We represented World pulse; our online community, at the event. It bought back the reminiscence of old memories, the journey on this online platform in the last five years. It is inspiring, meeting a close sister for the first time in life and walking together, clapping, hugging smiling and chatting with no hold barred. No fear, no strange or ill feeling, just emitting love, World pulse sister love.



As we were ushered into the high table with other panelists who are fellow women internet gurus, we were all smiled because we were armed with good stories about our presence and progress in World pulse. The programme anchor began with the question of internet safety and my take is simple; "the web is a reflection of the world" who and what we are online is who and what we are offline; no matter how successfully pretentious we can become when others are watching.



Women are unsafe in the real world, which is why they are unsafe in the virtual world, because the people we meet online are the same people that other women interact in the real day to day affair. The web shows the world, the world. That is why if we substitute the world with cyber in the following phrases, it will give us the same meaning, no arguments whatsoever; cyber bulling and street bullying, school bullying, cyber crime and world crime, street crimes, cyber insecurity and world insecurity, cyber killing and street killings, the way some women are disrespected and bullied online, is also the same way that some women disrespected and bullied offline. Some women are being violated online so also are women violated offline; on the streets of Kabul, Delhi, Lahore, Lagos etc.

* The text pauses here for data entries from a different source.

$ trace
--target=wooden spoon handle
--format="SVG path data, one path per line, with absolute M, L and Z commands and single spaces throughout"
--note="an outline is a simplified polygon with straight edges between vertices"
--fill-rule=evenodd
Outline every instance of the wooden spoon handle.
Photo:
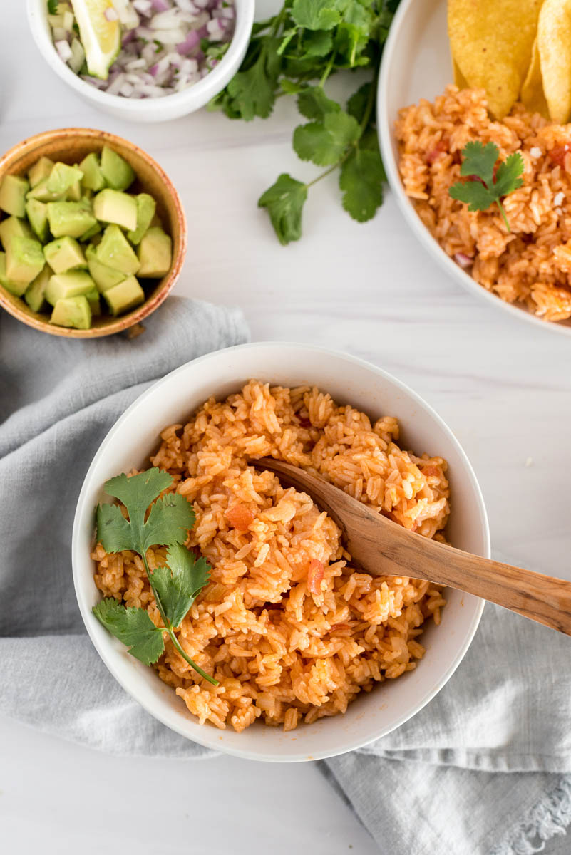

Women love safe surfing, internet has reduced the world to a global community. Women want peace at home and peace online because online is a home to most bloggers, and surfers, some women transact business online while others use the internet to showcase their talents and ideas. Who does not want peace of mind, respect and safety where she is earning her livelihood? The web is the world of some women. We all love a world without war. War of words is as dangerous as the war of bomb and bullets, that is why cyber death and war death make no difference, death is death. It must be avoided and women must be protected.



The web will become safe for women when the world is safe for women. When will the world be safe for women?



So long as we do not have a readymade answer for the aforementioned question, we will continue to seek avenue to make the web a safer place for women through policies and empowerment programmes for women internet users amongst several suggestions for women’s safety online. The bottom line is that we must not stop talking, agitating, educating and raising the safety issue for the relevant stakeholders to act on behalf of women.



My personal journey in, on and through WorldPulse earned me a thunderous clap, the password that was supposed to be a secret code was not applicable to me 6 years ago. Whenever I enter a public cyber café, I will have to write my password for the café official to help me to check my e-mail; I do not know how to use a computer or an internet device 6 years ago. I was a market woman trading in fairly used products. As far as I was concerned, facebook was a nonsensical site for jobless people. why will I be on facebook when I sell used spoons, pots and pans at Westminster, Apapa road, Lagos?



When I joined World Pulse, I could only type with a finger; my index finger. I could type two or three pages with this finger, its always as if I was having a fight with the keyboard, punching on it as if my hens were punching their daily maize meal.



Nowadays, my story has changed.



World Pulse brought out the genius in me, this is what I wish for every “WOMAN WITHOUT WEB” especially those women who are willing to make a drastic change from the root. My password is so protected that it is written in Owo dialect, my tribal dialect, it is even the name of the king that ruled in in Owo in 1701.



My typing speed can only be compared to that of a confidential secretary, I do not have to look at any keyboard before I could type anything on my laptop, a cyber scammer cannot compete with me anymore, I have a faster speed.



Lastly, the event hall was filled with deafening ovation when I introduced my 77 years old aunt who just finished her 6 months Diploma in Computer training in last month in Bedford, UK. In addition, I made my clarion call to men who are present amongst the audience and online listeners that “ the world should wake up and accept the fact that this world is our world, therefore, nobody is leaving this world for another person, it is not any man’s world, the world is for all of us; online or offline, we should get used to the presence of one another and to the presence of each other, either online and offline. The world we live in today, is no longer a man’s world, its everyone’s world and the online community is everyone’s web; we must work together to create the world and web we want for peaceful coexistence.